BPA trading room Q&A: August 28, 2015
I’ve been trading pullbacks — high probability, low-risk entries. Can I make a living trading pullbacks?
Video duration: 1min 54sec
Video transcript
Trading pullbacks for a living?
Absolutely, but a lot of them are hard. Today, what’s a pullback? It’s a trading range day — this is a pullback; strong leg down, that’s a pullback. I think you totally could make a living trading pullbacks. The different things that you can trade — breakouts — breakouts are my favorite. When I see a bar at like 27, I’m shorting. So breakouts are my favorite. And then you start to get pullbacks from breakouts — they’re okay as well, but the difficulty is you’re then in a channel and sometimes it’s really hard, like selling below 62, 63 here yesterday — I did not sell with a stop below those bars. It’s too low down and too big a bull bar. But that’s — it turned out to be okay. This is a better pullback — a pullback near the moving average, two legs down — something like that. So you definitely can make money or a living trading just pullbacks.
Reversals are more difficult. Major trend reversals I think are good if you can swing trade because 60 percent of the time you’re not going to make money on a reversal.

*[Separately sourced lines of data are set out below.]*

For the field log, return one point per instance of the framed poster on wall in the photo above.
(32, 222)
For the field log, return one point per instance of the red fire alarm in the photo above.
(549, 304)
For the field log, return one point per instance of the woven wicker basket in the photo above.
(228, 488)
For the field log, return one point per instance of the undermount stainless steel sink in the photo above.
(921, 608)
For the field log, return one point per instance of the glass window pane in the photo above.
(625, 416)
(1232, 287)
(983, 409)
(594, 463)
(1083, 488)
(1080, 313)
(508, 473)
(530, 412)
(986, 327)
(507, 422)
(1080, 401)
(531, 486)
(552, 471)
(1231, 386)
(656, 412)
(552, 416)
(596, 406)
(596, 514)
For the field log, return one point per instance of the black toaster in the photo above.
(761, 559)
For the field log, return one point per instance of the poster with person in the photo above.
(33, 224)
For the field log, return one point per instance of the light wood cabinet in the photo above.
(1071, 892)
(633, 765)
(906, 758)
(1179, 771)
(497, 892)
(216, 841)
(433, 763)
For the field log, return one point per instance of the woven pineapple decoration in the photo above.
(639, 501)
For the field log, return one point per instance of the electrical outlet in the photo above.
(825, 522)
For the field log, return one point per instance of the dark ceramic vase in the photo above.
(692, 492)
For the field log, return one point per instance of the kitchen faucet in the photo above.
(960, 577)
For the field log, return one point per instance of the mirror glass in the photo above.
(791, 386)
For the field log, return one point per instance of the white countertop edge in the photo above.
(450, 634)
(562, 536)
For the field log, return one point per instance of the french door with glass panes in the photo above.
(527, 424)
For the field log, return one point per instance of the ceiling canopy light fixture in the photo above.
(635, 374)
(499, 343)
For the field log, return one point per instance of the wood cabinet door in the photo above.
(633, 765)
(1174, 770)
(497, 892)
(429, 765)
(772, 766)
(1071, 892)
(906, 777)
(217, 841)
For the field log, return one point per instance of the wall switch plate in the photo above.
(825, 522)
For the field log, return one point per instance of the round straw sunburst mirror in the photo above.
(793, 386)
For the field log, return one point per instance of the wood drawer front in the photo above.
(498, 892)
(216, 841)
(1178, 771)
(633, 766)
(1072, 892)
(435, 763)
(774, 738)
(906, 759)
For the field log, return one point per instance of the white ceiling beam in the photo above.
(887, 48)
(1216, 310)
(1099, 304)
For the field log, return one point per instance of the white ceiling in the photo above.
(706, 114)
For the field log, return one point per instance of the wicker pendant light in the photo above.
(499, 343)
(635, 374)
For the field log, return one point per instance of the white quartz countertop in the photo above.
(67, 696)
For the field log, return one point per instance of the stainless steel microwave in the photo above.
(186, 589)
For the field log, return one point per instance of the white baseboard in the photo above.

You’ll make a little money, you’ll lose a little money. But 40 percent of the time, you will get a swing. So there’re okay as well.
Trading ranges, I think, are the most difficult for most traders. They’re frustrating; you don’t make a lot of money; you’re never as certain as you want to be. But you can make a living doing it, just fading everything — every time it goes up, you sell; every time it goes down, you buy; you scale in, use wide stops. And I do that in trading ranges a lot. On a day like today when I thought we were going to get a big breakout, I was not willing to sell above bars and buy below bars. And had I done that, obviously would have made a lot more points than what I did.